New Zealand is well ahead of Australia here, with a vibrant Pacific Media Network that’s bringing Pacific voices into New Zealand while providing quality New Zealand news across the Pacific. There’s room for Australia to magnify this good work and bring more diverse voices and content into the Pacific, and into our own domestic debates.
As with vaccines, nature abhors a vacuum, so if Australia fails to step up here, the rising tide of Chinese state media content and assistance to struggling national and independent news outfits in Pacific states will reshape the information environment in ways that won’t work well for our neighbours or for us.
The third agenda item should seek ways to reverse our big banks’ shrinking presence in the Pacific. Late last year, Westpac sold its extensive bank operations in PNG and Fiji, having already left smaller Pacific states. ANZ has also decided to sell its retail operations in PNG.
As my colleague, Anthony Bergin, wrote with Jeff Wall back in January, ‘the departure of Westpac and the scaling back of ANZ leave a gaping hole in Australia’s presence at a critical time’. These banks have provided important support for Australian and New Zealand businesses in the South Pacific and their retail presence is a key element of deepening economic relations at the population level.
Nothing happens without finance so, as with media, banking presence is vital if Australia’s step-up and New Zealand’s ‘reset’ are to succeed.
That brings us to the topic that has dominated commentary leading up to the meeting: China policy.
There’s no doubt that current New Zealand policy settings and public diplomacy look outdated to deal with Xi Jinping’s China. They’re very much the policy settings Australia and others had on China before Xi—mutual economic engagement as the huge limb to the relationship, with security and strategic-interest differences in the background.

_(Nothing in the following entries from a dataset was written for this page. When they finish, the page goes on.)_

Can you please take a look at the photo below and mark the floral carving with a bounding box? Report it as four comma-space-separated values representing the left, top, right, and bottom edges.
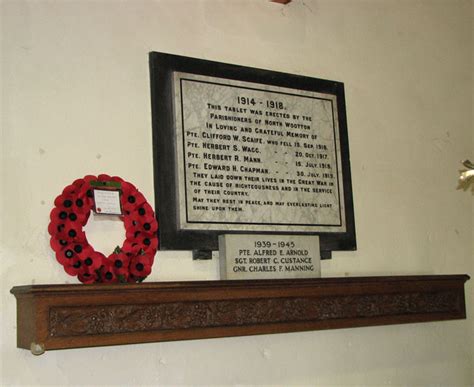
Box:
49, 291, 463, 337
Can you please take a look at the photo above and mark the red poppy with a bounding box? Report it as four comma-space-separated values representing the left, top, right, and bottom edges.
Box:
107, 252, 130, 276
48, 174, 158, 283
64, 256, 87, 276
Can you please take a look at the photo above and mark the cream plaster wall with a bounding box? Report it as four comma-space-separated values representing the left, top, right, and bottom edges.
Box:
0, 0, 474, 385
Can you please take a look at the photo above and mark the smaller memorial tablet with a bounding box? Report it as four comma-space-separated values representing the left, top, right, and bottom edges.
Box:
219, 234, 321, 280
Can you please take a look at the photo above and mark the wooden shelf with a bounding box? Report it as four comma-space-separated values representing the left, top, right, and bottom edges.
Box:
11, 275, 469, 354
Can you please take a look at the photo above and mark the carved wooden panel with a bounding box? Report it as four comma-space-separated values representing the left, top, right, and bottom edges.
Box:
12, 275, 469, 352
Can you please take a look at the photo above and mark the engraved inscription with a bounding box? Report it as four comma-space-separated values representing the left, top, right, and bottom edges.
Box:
174, 72, 346, 232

But the assertive and coercive China that New Zealand and many other nations are experiencing now is a different beast to the ‘responsible stakeholder’ many hoped China might become in the 2010s.
Quiet backroom diplomacy on issues like mass-scale human-rights abuses or coercive trade actions, combined with a reluctance to be seen to part of growing international approaches to manage China’s aggression is not sustainable policy given New Zealand’s interests and values.

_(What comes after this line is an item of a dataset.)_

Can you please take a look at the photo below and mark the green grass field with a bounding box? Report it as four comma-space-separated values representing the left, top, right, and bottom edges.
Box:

That approach fitted that earlier time and will almost certainly not work other than as a way to go through the motions on policy differences while avoiding trouble.

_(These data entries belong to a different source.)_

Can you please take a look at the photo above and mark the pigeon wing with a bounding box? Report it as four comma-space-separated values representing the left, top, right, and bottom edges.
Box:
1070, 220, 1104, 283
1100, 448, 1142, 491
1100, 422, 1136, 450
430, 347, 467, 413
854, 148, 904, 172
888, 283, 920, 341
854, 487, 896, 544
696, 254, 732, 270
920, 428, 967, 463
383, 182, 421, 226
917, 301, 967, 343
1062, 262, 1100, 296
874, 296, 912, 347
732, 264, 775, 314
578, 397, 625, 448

There’s also the prospect that New Zealand clearly distinguishing itself on China policy from like-minded partners—the other four democracies in the Five Eyes intelligence partnership come to mind—won’t create space for it. Instead, it will bring more pressure and attention from Beijing as it seeks to widen the gap between New Zealand and its closest security partners. Splitting opposition and reducing cohesion is a well-worn path of the Chinese Communist Party.
But NZ leaders and agencies are well aware of these issues and risks. They don’t need a visiting Australian prime minister to tell them that it’s smart to start diversifying their economy away from the mainline dependency that New Zealand, Australia and many other nations blindly created as we rushed towards the riches of the China market.
New Zealand will experience the China challenge as multiple other nations are beginning to. The arc of New Zealand’s policy will converge with that we see in the G7, the European Commission and the series of Quad and two-nation leader-level meetings over just this first half of 2021.
So, expectations of fireworks and angst in Queenstown are misplaced. We should instead measure the meeting’s success by its shared, urgent agenda—focused on the wellbeing, prosperity and security of Australia, New Zealand and our Pacific family.